La réponse n’est pas de renoncer. Elle est d’encadrer. Vous devez traiter les serveurs MCP comme des APIs critiques. Authentification forte. Autorisations minimales. Scopes par action. Et surtout, une couche de contrôle qui filtre et valide. Les approches type gateway (souvent citées autour d’AgentGateway) servent à appliquer des politiques : validation humaine pour certaines actions, règles sur les données sensibles, limites de débit, inspection des sorties.

Exposer un outil via MCP accélère l’accès, mais ne remplace pas votre modèle de sécurité : identités, scopes, audit et garde-fous restent indispensables.

Exemple. Autoriser “lire les tickets” n’implique pas “clore un ticket”. Exposer “rechercher clients” n’implique pas “exporter la liste complète”. MCP facilite l’accès. Il ne remplace pas votre modèle de sécurité.

Conformité et environnements régulés : observabilité, audit, séparation des contextes (exemples type finance)

En environnement régulé, la question est la traçabilité. Qui a demandé quoi. Quelles données ont été consultées. Quelles actions ont été effectuées. Quel modèle a produit la décision. Sans audit, vous ne passez pas en production, même si le cas d’usage est excellent.

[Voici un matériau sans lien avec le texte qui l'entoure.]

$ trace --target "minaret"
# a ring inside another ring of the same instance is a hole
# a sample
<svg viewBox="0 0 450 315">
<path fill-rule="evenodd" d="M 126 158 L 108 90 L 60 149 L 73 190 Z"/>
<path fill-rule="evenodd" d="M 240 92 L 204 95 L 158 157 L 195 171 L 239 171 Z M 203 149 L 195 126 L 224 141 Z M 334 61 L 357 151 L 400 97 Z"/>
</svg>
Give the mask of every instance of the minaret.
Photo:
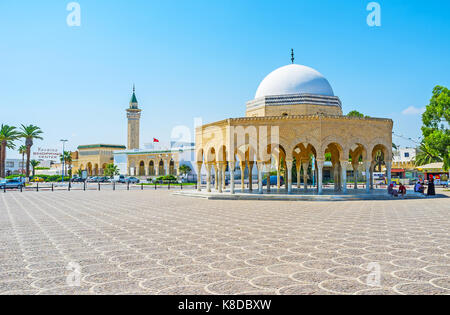
<svg viewBox="0 0 450 315">
<path fill-rule="evenodd" d="M 133 85 L 130 108 L 127 109 L 128 118 L 128 150 L 139 149 L 140 119 L 142 110 L 138 107 L 136 89 Z"/>
</svg>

Il faut donc instrumenter. Logs détaillés. Corrélation entre requête, contexte fourni, outils appelés et réponse. Conservation alignée avec vos politiques. Séparation stricte des contextes entre équipes et entre clients. Et un contrôle explicite des données envoyées au modèle, surtout quand elles sortent de votre périmètre.

Un exemple parlant est la finance. Un agent d’analyse peut accélérer la recherche, mais vous devez prouver qu’il n’a pas mélangé des informations entre entités, et que les accès étaient autorisés. MCP peut s’insérer proprement, à condition de l’entourer d’observabilité et de politiques.

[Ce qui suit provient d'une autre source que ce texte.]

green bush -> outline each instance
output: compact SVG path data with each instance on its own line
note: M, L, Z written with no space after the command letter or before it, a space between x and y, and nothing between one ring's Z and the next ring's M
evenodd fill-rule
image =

Ce qu’il faut surveiller en 2026 : roadmap AAIF, retours terrain, événements structurants (MCP Dev Summit NY, avril 2026)

Le passage sous AAIF ouvre une phase de consolidation. Surveillez trois choses. La cadence de standardisation et la stabilité des versions. La qualité des implémentations côté outils, parce que le protocole n’est utile que si les serveurs MCP sont bien faits. Et l’émergence de patterns sécurité “par défaut”, pour éviter que chaque entreprise réinvente ses garde-fous.

Les retours terrain vont se formaliser. Des événements comme le MCP Dev Summit (New York, avril 2026) seront des points de cristallisation : meilleures pratiques, références, et signaux sur la maturité enterprise. Si vous prenez MCP au sérieux, ce sont ces signaux opérationnels, plus que les annonces, qui doivent guider vos décisions d’industrialisation.

MCP qui rejoint la Linux Foundation marque le passage d’un bon protocole à une brique d’infrastructure : un standard neutre pour brancher des agents IA à vos outils et à vos données, sans verrou propriétaire. La suite se jouera sur la qualité de la gouvernance AAIF, l’industrialisation de la sécurité (permissions, audit, gateways) et la capacité des grands acteurs à converger plutôt qu’à dupliquer. Si vous préparez une stratégie agentique, identifiez dès maintenant vos cas d’usage à forte valeur, cartographiez les accès nécessaires, et testez MCP sur un périmètre maîtrisé pour valider performance, traçabilité et conformité.